Aspiring first-time buyers are also relying heavily on the ‘Bank of Mum and Dad’ to help them get their first place: over a quarter (26%) expect their parents will be able to provide 20% or more of the deposit they need to buy their first home.
Globrix’s research also suggests that university debt may be acting as a further barrier to young people getting on to the property ladder.
Of those surveyed who had graduated since 2006, one in seven (14%) agree that their university debt will delay them getting on the property ladder and one in five (21%) agree that they would have been able to get on the property ladder earlier if they didn’t go to university.
Nearly one in four (24%) of those who haven’t been to university said that, for them, getting on the property ladder is more important than getting a degree and one in five (21%) say they are glad they didn’t go to university as the debt wouldn’t have been worth it.

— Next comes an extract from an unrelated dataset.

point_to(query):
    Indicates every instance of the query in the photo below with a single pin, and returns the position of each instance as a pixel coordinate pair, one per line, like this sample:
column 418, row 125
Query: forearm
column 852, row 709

Meanwhile, another website, Rightmove, said that at just 22.8%, the proportion of first-time buyers is now around half the level typical of a healthy housing market.
More than half said their biggest concern was getting a mortgage, with 44% saying their main concern was raising a deposit. A further 10% were worried about being able to meet monthly mortgage payments.
The findings were discussed at an emergency summit held by housing minister Grant Shapps to discuss the first-time buyer crisis. The meeting heard that there is no ‘magic bullet’ to solve the problem.
Rightmove questioned nearly 30,000 prospective home buyers last month. Of this number, less than one in four said they were planning to buy for the first time.
But the 22.8% proportion is a national average, boosted by the much higher number (at 38.6%) of prospective first-time buyers in London.
In Wales, the proportion falls to 18.4%, and in the south-west to 18.7%. In Scotland, the proportion of first-time buyers is just 19.9%, in East Anglia it is 19.6%, in the north 20.5% and in the south-east 21.6%.